Die Debatte um rotes Fleisch: Ich persönlich werde jetzt nicht plötzlich irgendwas ändern. Mein Fleischkonsum hält sich im Rahmen und ich bevorzuge sowieso lieber Huhn als Schwein. Aber so ein gutes Steak ab und an... Oh das kann was und darauf will und werde ich nicht verzichten. Zum Vegetarismus werde ich trotz der Studie und der WHO nicht konvertieren.
 
  • "Rotes" Fleisch und Krebsgefahr Beitrag #51
Zum Vegetarismus werde ich trotz der Studie und der WHO nicht konvertieren.

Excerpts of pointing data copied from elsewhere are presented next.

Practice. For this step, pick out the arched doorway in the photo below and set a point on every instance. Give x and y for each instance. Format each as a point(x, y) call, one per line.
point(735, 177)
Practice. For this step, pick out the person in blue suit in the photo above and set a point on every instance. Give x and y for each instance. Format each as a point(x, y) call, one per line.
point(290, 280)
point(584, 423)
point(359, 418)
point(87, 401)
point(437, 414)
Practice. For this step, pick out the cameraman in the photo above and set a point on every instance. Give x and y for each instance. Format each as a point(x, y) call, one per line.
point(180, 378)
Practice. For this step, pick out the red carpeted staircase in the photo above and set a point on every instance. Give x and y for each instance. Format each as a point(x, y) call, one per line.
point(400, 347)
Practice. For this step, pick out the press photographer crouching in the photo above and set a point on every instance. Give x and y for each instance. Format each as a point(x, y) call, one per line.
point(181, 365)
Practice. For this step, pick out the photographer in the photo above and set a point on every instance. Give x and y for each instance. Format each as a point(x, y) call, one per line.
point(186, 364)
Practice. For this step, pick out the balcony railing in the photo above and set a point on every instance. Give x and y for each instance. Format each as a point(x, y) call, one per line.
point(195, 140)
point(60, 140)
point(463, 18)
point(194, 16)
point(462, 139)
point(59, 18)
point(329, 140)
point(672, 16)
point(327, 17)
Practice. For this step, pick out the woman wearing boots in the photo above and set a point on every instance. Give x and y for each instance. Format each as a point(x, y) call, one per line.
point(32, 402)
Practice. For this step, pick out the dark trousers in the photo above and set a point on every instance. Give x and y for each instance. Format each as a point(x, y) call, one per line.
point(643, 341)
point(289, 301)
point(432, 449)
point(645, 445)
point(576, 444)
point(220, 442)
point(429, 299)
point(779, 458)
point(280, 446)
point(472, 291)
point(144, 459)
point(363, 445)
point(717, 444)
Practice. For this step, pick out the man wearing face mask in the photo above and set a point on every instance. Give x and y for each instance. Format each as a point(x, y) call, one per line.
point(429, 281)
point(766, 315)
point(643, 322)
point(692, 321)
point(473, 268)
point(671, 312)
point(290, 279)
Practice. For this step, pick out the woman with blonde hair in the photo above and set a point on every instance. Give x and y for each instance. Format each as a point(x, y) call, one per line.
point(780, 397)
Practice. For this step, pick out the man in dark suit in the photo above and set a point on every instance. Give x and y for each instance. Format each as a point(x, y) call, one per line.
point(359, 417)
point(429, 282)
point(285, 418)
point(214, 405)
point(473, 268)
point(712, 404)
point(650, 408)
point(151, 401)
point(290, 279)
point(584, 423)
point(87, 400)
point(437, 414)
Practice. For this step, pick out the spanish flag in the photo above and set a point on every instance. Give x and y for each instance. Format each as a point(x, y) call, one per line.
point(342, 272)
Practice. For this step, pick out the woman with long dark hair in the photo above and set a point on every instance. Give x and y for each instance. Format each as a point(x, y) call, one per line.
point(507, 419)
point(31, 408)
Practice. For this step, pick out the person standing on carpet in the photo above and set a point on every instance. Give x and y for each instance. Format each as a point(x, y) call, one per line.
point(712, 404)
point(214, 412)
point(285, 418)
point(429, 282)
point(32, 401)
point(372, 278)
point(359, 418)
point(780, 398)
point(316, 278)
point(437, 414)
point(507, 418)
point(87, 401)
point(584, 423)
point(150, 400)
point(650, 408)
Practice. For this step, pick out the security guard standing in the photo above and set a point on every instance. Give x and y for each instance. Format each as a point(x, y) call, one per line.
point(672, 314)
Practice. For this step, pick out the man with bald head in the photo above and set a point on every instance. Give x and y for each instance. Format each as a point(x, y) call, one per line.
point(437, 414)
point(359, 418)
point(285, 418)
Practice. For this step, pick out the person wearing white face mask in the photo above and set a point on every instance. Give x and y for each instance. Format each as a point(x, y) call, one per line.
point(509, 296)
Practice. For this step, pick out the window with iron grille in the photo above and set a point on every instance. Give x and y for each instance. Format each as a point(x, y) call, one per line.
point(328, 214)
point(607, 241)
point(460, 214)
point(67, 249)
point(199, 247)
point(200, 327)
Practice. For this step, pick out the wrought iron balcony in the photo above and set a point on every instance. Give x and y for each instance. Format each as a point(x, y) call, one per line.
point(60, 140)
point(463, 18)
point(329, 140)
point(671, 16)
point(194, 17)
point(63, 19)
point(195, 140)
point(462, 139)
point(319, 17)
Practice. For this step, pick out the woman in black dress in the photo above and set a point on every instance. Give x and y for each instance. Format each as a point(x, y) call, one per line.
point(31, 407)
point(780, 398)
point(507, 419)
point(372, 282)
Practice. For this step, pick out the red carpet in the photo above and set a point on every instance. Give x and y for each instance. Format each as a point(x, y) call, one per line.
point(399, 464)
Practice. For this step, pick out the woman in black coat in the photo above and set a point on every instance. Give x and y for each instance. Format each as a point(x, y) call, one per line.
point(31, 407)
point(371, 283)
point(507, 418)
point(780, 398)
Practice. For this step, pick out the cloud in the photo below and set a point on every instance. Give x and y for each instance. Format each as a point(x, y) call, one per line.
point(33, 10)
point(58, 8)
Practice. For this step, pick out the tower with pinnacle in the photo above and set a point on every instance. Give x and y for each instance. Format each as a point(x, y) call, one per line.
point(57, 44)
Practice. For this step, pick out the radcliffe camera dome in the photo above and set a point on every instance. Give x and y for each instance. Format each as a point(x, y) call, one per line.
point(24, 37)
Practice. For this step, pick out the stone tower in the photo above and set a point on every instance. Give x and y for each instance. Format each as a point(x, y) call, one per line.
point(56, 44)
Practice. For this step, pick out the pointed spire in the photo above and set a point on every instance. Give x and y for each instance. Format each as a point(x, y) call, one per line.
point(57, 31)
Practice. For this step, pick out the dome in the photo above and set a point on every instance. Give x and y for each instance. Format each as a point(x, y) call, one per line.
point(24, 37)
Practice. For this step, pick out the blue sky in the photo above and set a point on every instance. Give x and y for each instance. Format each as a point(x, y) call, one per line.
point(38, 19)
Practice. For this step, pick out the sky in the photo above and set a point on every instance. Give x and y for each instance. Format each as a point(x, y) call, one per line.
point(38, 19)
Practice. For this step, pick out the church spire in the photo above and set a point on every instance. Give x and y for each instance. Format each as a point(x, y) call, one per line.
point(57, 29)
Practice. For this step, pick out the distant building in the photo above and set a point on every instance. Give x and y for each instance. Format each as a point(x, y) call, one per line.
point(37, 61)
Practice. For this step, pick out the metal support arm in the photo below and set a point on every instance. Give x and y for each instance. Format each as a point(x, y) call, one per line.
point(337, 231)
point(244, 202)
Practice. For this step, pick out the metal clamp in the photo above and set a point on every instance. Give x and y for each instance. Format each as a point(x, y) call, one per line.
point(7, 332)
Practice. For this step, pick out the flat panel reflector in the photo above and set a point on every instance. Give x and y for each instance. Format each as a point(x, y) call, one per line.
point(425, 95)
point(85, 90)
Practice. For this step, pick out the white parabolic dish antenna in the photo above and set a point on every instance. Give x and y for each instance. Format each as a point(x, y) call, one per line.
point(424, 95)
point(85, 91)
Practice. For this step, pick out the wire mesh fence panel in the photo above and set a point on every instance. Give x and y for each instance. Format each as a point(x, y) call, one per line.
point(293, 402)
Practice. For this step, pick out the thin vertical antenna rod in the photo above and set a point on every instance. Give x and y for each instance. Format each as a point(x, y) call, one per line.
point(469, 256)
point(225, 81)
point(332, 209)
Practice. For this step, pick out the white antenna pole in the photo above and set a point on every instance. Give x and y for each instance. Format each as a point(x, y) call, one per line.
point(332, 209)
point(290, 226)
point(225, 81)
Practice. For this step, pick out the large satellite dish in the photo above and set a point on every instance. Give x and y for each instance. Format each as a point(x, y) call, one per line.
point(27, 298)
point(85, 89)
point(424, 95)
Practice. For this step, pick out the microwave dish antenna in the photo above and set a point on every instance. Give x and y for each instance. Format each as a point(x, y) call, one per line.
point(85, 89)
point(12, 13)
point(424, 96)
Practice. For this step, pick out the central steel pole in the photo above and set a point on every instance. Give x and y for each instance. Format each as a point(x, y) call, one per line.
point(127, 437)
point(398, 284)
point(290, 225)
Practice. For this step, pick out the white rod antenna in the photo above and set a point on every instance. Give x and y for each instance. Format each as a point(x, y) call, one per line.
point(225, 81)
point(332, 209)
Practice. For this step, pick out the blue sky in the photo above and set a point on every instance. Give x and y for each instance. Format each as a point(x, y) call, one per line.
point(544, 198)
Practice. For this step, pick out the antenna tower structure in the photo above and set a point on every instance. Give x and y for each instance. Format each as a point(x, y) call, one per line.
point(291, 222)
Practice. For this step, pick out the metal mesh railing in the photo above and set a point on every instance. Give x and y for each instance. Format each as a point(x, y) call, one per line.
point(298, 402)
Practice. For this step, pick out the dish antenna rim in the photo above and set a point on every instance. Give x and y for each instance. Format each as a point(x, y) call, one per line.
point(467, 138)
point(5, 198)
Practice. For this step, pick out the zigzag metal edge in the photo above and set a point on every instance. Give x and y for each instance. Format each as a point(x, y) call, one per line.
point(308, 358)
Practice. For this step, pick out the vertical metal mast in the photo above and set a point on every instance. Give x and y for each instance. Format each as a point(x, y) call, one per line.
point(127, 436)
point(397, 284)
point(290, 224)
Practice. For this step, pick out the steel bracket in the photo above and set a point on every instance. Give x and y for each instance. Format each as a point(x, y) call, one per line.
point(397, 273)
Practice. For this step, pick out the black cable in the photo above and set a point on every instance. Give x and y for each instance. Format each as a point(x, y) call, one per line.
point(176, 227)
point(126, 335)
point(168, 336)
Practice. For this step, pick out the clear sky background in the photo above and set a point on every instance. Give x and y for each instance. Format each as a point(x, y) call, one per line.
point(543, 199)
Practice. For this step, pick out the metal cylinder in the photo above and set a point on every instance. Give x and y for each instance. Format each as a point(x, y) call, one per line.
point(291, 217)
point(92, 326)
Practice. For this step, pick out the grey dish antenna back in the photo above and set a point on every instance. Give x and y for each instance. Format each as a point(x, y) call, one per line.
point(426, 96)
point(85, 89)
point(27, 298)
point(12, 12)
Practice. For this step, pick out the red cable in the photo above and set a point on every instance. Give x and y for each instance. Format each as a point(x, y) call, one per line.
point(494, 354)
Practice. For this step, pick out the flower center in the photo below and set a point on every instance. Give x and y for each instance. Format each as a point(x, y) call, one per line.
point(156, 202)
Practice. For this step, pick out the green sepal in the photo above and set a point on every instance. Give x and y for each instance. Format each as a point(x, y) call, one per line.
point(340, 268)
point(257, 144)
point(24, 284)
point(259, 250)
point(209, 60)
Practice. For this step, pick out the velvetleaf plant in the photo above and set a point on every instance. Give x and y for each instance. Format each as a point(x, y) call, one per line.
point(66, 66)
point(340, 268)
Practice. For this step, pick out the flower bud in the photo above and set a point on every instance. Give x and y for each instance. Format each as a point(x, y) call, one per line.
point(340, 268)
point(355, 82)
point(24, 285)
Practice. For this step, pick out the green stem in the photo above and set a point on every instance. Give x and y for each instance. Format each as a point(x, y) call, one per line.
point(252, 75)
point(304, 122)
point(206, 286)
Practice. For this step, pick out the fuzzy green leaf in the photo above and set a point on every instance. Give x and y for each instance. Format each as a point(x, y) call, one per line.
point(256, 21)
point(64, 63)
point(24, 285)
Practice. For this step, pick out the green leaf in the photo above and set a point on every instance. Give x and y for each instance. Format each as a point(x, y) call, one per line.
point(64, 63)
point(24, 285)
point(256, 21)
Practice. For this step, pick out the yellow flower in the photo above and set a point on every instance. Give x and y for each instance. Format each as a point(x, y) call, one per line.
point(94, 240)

Erwartet doch auch keiner von irgendjemanden.
 
  • "Rotes" Fleisch und Krebsgefahr Beitrag #52
Wie sagte die Köchin Sarah Wiener so treffend:
Es gab den Aufschrei um Analogkäse.
Jetzt wird da ein Aufkleber rauf gebackt mit der Aufschrift vegan
und es läuft:lol:
Obwohl ich Vegetarier bin habe ich gut gelacht.

Und ja! Ich liebe Rosenkohl;)
Tat ich schon immer.
Den haben nur dieses Jahr die Räumen lieb gehabt.

Wer Fleisch essen will soll es tun. Ich missioniere nicht.
Wünschenswert wäre es nur, das Bewusstsein der Leute zu stärken,
dass weniger mehr ist und bitte Qualität statt Quantität.
 
  • "Rotes" Fleisch und Krebsgefahr Beitrag #53
Erwartet doch auch keiner von irgendjemanden.

Naja, wenn ich so manche radikale Vegetarierdiskussion verfolge, schon. Viele Veggis und Veganer springen auf jeden Zug auf, der Fleisch und Tierprodukte madig macht, und propagieren sofort ihren Lebensstil. Die Akzeptanz könnte auf dieser wie jener Seite größer sein, ohne dass man den jeweils anderen stets von seiner eigenen Meinung überzeugen muss. (Und das gilt für die Fleischesser genauso.)
 
  • "Rotes" Fleisch und Krebsgefahr Beitrag #54
Cerridwen, das gilt leider für alle Gruppen.
Veganer, Vegetarier, fleischesser, Nichtraucher/Raucher, dicke Menschen/dünne.
Egal wo, es gibt immer missionierenden Spinner...
 
  • "Rotes" Fleisch und Krebsgefahr Beitrag #55
Die gibt´s schon.
Aber hier gehts doch grade einigermaßen friedlich zu. :)
 
  • "Rotes" Fleisch und Krebsgefahr Beitrag #56
Sagt mal, hab ich es nur verpasst oder geht der Skandal schon wieder "vorbei"?
 
  • "Rotes" Fleisch und Krebsgefahr Beitrag #58
Ja, das ganze ist wiederbis zum nächsten Mal in der Versenkung verschwunden.
Habe vor kurzem ne Schulung zu dem Thema Fleisch und Wurstwaren mitgemacht, wenn ihr möchtet kann ich nochmal nachschauen. Wir hatten da auch das Thema Nitrit, Räucherungen und wie das ganze mit Krebs in Zusammenhang stehen könnte. Falls ich mich richtig erinnere hat das Ganze aber nicht unbedingt unmittelbar was mit der Fütterung und Haltung zu tun.;)
Seit dieser Schulung habe ich meinen Fleischkonsum auf maximal 3-mal pro Moant eingeschränkt und kaufe lieber vernünftiges Fleisch und Wurst aus dem Biomarkt, wo ich arbeite. Genauso halte ich es beim Fisch, der noch dazu von einem regionalen Züchter stammt.